Frequency Of Conversion
In Collect! you can choose to convert Interest into Principal using one of the following conversion periods.
Daily
Weekly
Bi-weekly
30 Days
Monthly
Semi-monthly
Bi-monthly
Quarterly
Semi-annually
Annually
Custom
Interest Rate And Time
Annual interest rate is entered in the Interest Detail form and a time is chosen, 360, 364 or 365 days.
Posting Payments
*** VERY IMPORTANT ***
When posting payments, transaction types MUST have the Payment Breakdown option set so that Collect! can breakdown
the payment and disburse it correctly to fees, interest, and principal according to your transaction type settings.
By default, Collect! applies payments to Fees, then Interest, then Principal. This order can be customized when
you create your Payment Breakdown transaction types. Please be sure you know what you are doing if you deviate
from the default order, i.e. Fees, then Interest, then Principal.
Calculating Accrued Compound Interest
Accrued Interest =
(Owing x ((1 + Rate) ^ (Periods))) - Owing
The original Owing is subtracted from the accumulated value to determine the compound interest.
Where:
Owing = Principal + Original Interest.
Rate = Periodic Interest Rate as a decimal percentage (e. g., .045)
Periods = Count of elapsed conversion periods.
^ = 'To the power of', i.e. the exponent.
This is calculated for all periods, starting from the interest calculation date and ending with the current date.
For periods where there are payments, the interest is calculated on the average account balance over the 30 day period.
Periods start from the debtor's 'Calculate interest from' date.
Periodic Interest Rate
Periodic Interest Rate is determined by Period and Annual Interest Rate.
For example:
An Annual Interest Rate of 12% applied to an account that is compounded monthly results in a Periodic Interest Rate of 0.01
This is calculated by dividing the Annual Interest Rate by the number of interest compounding conversions that are done
in a year's time. (i.e. 0.12 / 12 = 0.01)

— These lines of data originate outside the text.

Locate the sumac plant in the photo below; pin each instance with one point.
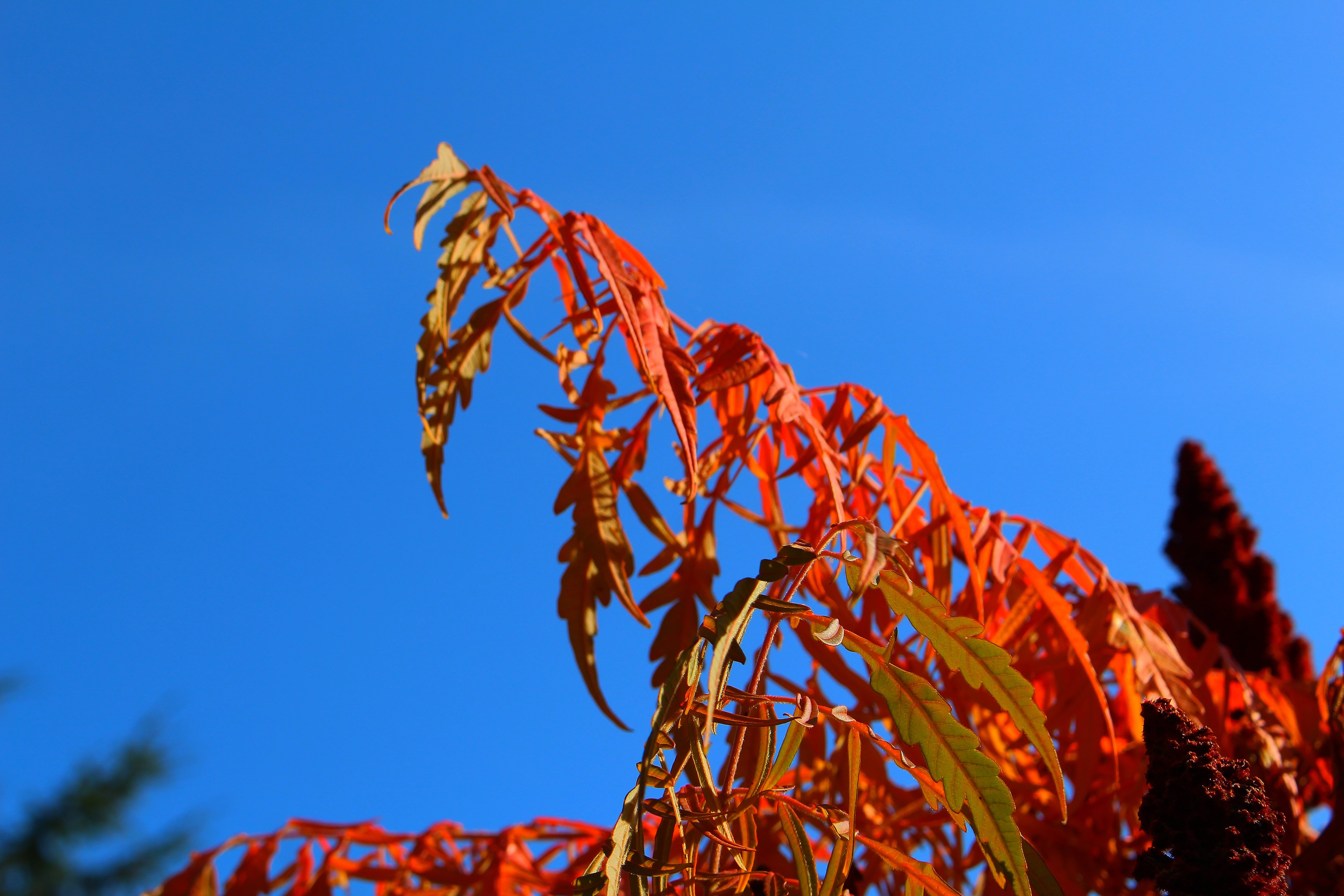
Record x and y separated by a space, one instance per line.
992 742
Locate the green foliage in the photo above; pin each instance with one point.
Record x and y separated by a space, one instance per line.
42 853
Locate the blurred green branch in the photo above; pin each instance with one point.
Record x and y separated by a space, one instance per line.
41 855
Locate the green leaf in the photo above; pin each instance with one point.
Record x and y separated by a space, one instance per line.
837 870
802 848
1038 872
788 750
968 777
733 619
982 663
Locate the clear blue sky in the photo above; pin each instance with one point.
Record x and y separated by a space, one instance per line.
1060 238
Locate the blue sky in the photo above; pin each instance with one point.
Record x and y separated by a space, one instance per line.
1060 238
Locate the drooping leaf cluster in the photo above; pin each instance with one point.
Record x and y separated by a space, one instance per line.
996 735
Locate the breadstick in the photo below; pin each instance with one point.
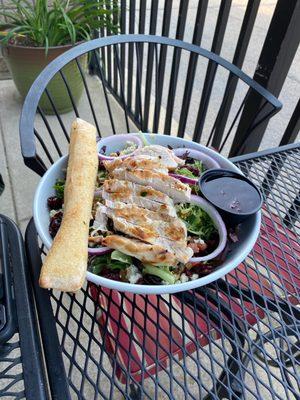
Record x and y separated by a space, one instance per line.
65 265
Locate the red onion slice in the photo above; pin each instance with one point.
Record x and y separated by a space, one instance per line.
219 224
184 179
97 251
208 161
117 141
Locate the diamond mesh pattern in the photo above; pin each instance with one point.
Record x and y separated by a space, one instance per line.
237 338
11 370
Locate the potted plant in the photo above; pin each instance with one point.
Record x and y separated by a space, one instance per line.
36 33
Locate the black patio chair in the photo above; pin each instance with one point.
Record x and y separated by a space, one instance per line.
155 87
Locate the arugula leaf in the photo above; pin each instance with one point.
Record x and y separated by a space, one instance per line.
162 272
197 221
119 256
114 261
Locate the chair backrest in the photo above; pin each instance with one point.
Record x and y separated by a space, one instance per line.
162 85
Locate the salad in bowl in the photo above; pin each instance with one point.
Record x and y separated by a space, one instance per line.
148 226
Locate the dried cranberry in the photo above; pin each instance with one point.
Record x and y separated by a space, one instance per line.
55 223
109 274
54 203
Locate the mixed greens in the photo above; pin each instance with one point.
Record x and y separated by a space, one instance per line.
192 169
202 236
128 148
197 221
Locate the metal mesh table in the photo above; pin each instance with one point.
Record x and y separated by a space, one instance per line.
236 338
21 366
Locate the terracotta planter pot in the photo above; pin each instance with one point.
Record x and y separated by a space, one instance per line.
25 64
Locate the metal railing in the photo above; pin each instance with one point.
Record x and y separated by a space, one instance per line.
179 19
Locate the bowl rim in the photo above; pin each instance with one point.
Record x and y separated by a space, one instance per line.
222 270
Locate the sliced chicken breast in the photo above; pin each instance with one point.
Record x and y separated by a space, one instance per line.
166 156
143 196
175 189
147 253
142 162
151 227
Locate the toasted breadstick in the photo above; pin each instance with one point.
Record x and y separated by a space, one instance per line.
65 265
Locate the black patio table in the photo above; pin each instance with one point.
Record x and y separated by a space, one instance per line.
236 338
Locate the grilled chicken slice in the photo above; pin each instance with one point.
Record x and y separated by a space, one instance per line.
147 253
166 156
143 196
142 162
151 227
177 190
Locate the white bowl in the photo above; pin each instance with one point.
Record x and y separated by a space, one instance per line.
247 235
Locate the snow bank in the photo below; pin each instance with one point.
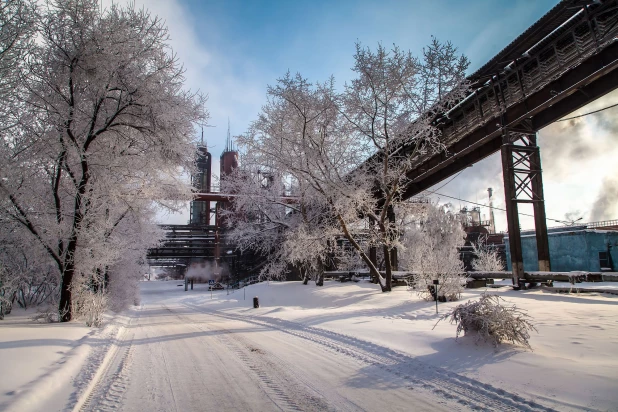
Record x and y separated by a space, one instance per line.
45 365
572 365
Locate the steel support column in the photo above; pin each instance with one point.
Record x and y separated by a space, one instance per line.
373 251
512 215
540 219
393 252
523 183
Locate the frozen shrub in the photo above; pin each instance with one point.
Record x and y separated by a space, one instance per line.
89 306
486 258
491 320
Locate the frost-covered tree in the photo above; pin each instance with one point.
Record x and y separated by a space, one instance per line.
104 129
347 154
486 258
432 252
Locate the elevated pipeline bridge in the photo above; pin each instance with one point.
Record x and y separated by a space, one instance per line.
564 61
184 245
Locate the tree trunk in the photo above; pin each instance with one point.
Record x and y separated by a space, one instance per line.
320 280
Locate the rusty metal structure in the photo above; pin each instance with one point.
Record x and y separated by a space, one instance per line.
562 62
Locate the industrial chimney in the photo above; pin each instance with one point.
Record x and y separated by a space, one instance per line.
492 222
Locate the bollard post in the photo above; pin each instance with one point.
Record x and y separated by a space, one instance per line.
436 282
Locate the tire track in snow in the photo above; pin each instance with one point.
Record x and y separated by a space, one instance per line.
111 379
278 385
467 392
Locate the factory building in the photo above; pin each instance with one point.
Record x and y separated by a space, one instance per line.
590 248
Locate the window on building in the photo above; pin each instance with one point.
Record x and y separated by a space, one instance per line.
604 261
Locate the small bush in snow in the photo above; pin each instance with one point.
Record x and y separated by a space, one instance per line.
490 320
486 258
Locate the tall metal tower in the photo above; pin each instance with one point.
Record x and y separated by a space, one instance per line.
201 181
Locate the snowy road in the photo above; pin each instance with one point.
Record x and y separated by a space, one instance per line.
175 356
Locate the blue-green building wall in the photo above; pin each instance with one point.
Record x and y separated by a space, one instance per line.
569 250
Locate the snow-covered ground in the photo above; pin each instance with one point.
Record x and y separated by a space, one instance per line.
339 347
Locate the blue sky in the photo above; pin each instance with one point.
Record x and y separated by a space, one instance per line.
233 49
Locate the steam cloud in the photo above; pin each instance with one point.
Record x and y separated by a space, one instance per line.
604 207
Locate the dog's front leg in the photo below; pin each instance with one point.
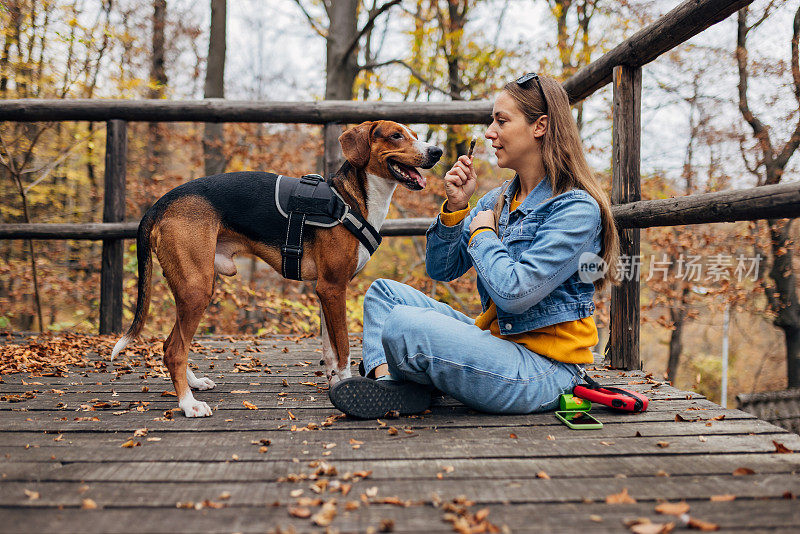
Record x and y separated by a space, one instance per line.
333 320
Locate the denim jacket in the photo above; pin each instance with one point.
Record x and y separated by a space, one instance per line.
531 270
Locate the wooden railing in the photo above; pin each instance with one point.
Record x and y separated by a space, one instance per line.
622 66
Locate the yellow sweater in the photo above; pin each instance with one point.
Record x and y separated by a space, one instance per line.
568 342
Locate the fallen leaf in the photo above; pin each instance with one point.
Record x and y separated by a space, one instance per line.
299 511
723 498
620 498
672 508
780 448
699 524
652 528
326 514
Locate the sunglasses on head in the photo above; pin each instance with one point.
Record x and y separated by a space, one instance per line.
523 80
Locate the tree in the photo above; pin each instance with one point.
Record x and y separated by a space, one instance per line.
213 137
768 168
343 37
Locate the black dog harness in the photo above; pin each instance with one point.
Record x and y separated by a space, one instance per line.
311 200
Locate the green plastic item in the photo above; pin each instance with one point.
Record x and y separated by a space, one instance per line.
579 420
568 402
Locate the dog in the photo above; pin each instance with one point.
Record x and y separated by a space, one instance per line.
196 229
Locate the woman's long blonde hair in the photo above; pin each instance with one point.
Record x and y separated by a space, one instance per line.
563 158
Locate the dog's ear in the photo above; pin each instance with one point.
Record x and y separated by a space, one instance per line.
355 144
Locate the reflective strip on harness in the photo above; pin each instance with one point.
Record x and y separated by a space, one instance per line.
302 202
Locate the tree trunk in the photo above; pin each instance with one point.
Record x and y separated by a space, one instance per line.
678 316
214 156
341 70
783 297
158 83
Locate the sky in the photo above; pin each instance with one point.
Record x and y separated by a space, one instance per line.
273 54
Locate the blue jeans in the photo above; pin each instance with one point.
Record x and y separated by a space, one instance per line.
428 342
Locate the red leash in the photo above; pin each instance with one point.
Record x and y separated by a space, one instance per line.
617 398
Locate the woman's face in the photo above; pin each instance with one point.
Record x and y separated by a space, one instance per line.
511 135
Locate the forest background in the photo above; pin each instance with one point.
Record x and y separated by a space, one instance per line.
701 132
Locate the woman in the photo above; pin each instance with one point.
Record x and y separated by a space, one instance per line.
536 330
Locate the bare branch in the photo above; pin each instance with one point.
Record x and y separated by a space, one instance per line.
764 15
414 73
52 165
367 27
760 131
791 145
314 23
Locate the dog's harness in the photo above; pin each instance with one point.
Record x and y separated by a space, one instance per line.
311 200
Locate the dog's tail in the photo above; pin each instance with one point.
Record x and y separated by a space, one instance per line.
144 258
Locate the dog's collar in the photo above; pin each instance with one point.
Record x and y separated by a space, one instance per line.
358 225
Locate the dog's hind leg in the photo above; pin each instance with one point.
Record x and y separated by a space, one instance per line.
188 265
332 302
329 359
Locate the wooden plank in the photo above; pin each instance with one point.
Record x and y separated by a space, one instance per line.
113 212
680 24
496 443
102 467
626 187
770 201
585 517
509 490
222 110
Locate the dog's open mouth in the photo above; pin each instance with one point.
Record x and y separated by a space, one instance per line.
407 175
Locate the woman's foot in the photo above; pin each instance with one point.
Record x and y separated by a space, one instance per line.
366 398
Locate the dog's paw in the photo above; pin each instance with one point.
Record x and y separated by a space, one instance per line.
198 383
337 375
195 408
202 383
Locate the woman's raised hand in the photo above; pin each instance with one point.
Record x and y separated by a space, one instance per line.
460 183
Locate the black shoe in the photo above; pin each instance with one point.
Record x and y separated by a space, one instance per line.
369 399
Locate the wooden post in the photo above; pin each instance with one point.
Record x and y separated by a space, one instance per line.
113 211
332 157
626 187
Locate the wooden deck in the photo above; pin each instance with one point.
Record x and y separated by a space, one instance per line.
65 468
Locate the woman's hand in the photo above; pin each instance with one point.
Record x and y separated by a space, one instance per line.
460 183
482 218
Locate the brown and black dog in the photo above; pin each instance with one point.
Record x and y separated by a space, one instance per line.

In the Interest Detail form, the Operator enters the Annual Interest Rate and chooses a Period. Collect! computes
the Periodic Interest Rate from the Annual rate and the Period you choose.
Reset Interest
Interest calculations can be reset if there is a Judgement or change in interest rate. The calculation is based on the
Judgement Principal and Interest. You may need to reset the interest calculation date. Select the Reset Interest button
and press F1 for more help when the Reset Interest form is displayed.
Interest Adjustment
If you find that your figures do not tally, you may need to perform an Interest Adjustment. This only works if you posted an
Original Principal Transaction (Type 196) when you setup the debtor.